Using Sitemaps with Verity

September 17, 2007 coldfusion

(This post is more than 2 years old.)

Not many people know that ColdFusion ships with a HTTP spider that integrates with Verity. Unfortunately, this spider will only work with localhost as a server. This means if you want to spider multiple sites, you can't. Well, not without playing with your host headers. (More information on the Verity Spider and ColdFusion may be found here.)

What I worked on today was a way to work around this limitation. It turns out - if you have a sitemap, you already have a "spider" of your site. BlogCFC supports sitemaps out of the box, and I've blogged in the past a simple UDF to generate sitemaps. Let's look at how we can convert a sitemap into Verity data.
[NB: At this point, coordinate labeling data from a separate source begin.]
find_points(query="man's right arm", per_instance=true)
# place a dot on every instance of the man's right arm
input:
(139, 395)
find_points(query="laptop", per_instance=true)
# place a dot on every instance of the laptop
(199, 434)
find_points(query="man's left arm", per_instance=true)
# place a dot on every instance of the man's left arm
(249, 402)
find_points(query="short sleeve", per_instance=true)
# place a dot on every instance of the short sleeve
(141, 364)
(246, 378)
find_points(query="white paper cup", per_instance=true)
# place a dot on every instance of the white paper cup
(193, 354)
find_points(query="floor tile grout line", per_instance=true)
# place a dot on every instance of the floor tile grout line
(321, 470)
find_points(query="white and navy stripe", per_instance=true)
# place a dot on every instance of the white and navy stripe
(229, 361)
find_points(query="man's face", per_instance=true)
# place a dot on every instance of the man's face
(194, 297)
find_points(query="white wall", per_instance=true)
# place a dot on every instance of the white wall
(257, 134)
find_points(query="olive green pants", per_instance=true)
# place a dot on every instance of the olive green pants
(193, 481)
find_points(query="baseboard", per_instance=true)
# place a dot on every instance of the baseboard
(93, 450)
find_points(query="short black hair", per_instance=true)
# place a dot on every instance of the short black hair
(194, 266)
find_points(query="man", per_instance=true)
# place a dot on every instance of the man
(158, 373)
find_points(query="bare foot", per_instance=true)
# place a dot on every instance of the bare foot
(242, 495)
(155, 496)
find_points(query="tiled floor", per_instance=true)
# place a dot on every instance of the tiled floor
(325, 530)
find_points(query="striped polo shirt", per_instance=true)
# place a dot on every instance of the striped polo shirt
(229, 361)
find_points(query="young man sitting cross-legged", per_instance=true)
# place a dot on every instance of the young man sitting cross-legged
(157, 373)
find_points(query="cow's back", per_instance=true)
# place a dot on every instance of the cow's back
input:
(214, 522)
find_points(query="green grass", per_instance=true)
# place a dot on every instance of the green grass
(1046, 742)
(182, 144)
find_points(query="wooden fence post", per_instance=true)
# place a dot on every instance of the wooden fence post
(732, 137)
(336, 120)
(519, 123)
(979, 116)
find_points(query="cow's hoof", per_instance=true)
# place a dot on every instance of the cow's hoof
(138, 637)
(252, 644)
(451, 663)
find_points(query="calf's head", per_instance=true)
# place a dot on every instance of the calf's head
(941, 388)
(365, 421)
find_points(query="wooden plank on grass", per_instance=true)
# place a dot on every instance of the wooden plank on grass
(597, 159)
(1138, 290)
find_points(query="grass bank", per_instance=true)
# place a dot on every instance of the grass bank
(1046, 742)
To begin with - let's take a look at some very simple sitemap data.


<?xml version="1.0" encoding="UTF-8"?>
<urlset xmlns="http://www.sitemaps.org/schemas/sitemap/0.9">
<url>
<loc>http://www.foo.com/index.cfm</loc>
</url>
<url>
<loc>http://www.foo.com/index2.cfm</loc>
</url>
<url>
<loc>http://www.foo.com/index3.cfm</loc>
</url>
</urlset>

This sample is missing many of the features that you can include with a sitemap, but it gives you an idea of the structure. As you could guess - a sitemap contains a collection of URLs. So let's look at how we can parse this XML. (Note - I'll be using ColdFusion 8 code throughout this demonstration, but you can easily downgrade this to CF7, 6, or even 5.)


<!--- read in xml --->
<cfset myxml = fileRead(expandPath("./sitemap.xml"))>
<!--- convert to xml --->
<cfset myxml = xmlParse(myxml)>

The first thing I do is read in my sitemap and convert it to XML.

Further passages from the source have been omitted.